Saturday, April 21, 2012

Doctors: disabled unborn babies will either be cut to pieces or torn apart with aspirator

by Matthew Cullinan Hoffman

April 20, 2012 (LifeSiteNews.com) - In the wake of a decision by the nation’s Supreme Federal Tribunal determining that babies suffering from the birth defect known as anencephaly aren’t “legally” alive, and therefore can be freely aborted, Brazilian doctors are explaining to the media how such babies will in fact be killed under the new legal regime.

In a recent interview with Brazil’s most popular news magazine, Veja, the Vice-President of the Federal Council on Medicine, Dr. Carlos Vital, explained that doctors will have two choices: either “curettage” or “aspiration.”

Abortions of ancephalic babies will be performed in the second or third trimester.

A curettage abortion uses a loop-shaped knife to cut the child to pieces, and then scrape his body and placenta from the uterine wall. An aspiration abortion uses powerful suction to tear the child apart, and likewise separate him from his mother.

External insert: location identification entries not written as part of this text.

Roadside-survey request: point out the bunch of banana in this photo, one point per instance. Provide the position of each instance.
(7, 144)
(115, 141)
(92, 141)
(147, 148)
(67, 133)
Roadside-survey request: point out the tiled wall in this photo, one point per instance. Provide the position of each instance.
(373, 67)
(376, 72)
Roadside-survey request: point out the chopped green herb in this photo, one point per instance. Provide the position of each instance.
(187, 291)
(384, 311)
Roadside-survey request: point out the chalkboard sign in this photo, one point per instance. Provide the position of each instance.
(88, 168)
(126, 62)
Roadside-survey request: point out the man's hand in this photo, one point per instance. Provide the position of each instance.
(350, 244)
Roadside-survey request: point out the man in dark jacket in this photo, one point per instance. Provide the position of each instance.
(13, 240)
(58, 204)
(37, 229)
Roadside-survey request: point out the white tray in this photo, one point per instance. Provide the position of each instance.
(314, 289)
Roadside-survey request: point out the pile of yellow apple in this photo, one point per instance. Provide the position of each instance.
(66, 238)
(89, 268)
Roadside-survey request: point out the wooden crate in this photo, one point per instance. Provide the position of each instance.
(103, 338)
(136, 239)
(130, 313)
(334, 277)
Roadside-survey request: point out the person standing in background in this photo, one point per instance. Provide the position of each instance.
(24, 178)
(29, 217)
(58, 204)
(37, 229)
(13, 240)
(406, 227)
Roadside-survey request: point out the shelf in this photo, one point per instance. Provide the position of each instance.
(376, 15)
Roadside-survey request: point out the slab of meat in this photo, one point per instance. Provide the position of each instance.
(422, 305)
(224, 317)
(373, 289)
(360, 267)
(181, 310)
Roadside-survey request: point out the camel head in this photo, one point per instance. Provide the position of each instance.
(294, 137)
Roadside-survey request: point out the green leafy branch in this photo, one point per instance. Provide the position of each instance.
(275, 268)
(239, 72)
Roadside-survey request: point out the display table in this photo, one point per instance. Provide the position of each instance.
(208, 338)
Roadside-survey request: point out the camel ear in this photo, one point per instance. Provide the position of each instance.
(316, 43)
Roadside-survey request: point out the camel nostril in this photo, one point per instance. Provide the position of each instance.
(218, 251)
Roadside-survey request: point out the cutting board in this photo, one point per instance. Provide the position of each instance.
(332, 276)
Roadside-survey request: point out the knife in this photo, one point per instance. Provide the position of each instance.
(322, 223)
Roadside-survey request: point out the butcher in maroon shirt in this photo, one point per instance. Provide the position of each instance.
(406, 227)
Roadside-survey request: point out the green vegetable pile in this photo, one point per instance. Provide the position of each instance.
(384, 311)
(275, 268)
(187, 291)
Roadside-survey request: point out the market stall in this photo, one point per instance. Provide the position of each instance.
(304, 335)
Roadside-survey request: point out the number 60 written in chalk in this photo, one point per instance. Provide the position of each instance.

According to doctors, if these methods are inadequate in later term abortions, Dilation and Evacuation (D&E) would be required, involving a clamp that is used to tear apart the baby’s larger body.  Dr. Vital told Veja that abortions on anencephalic children could be performed up to the ninth month of pregnancy.

Dr. Vital added that such abortions will require a committee of doctors to determine the proper “criteria for diagnosis” of anencephaly, a condition whose exact definition is not agreed upon by physicians.

Anencephalic babies fail to develop the top parts of their heads, including the skull and upper brain. Most die in the womb or shortly after birth, although some have lived for days, months, and even years with the condition.

Although medical professionals often claim that such children are unaware of their surroundings and unable to suffer, parents of anencephalic babies report that their children show signs of awareness and seem to react in very specific ways to their environment.  Some doctors theorize that the brain stem of such infants is able to adapt to the needs of rudimentary awareness, a phenomenon known as “neuroplasticity.”

In the United States, an estimated 95 percent of anencephalic babies are killed inside their mother’s womb.

In a public statement on the Supreme Federal Tribual’s decision, Brazilian pro-life activist Fr. Luis Lodi da Cruz called the verdict “monstrous” and noted that, according to the Tribunal minister who oversaw the case, the abortion of an anencephalic child “is a procedure similar to removing a cadaver.”

“Paradoxically, [Minister] Marco Aurélio admits that the anencephalic dies in a short period of time. Tell me, how can he die if he’s already dead?” asked Lodi da Cruz.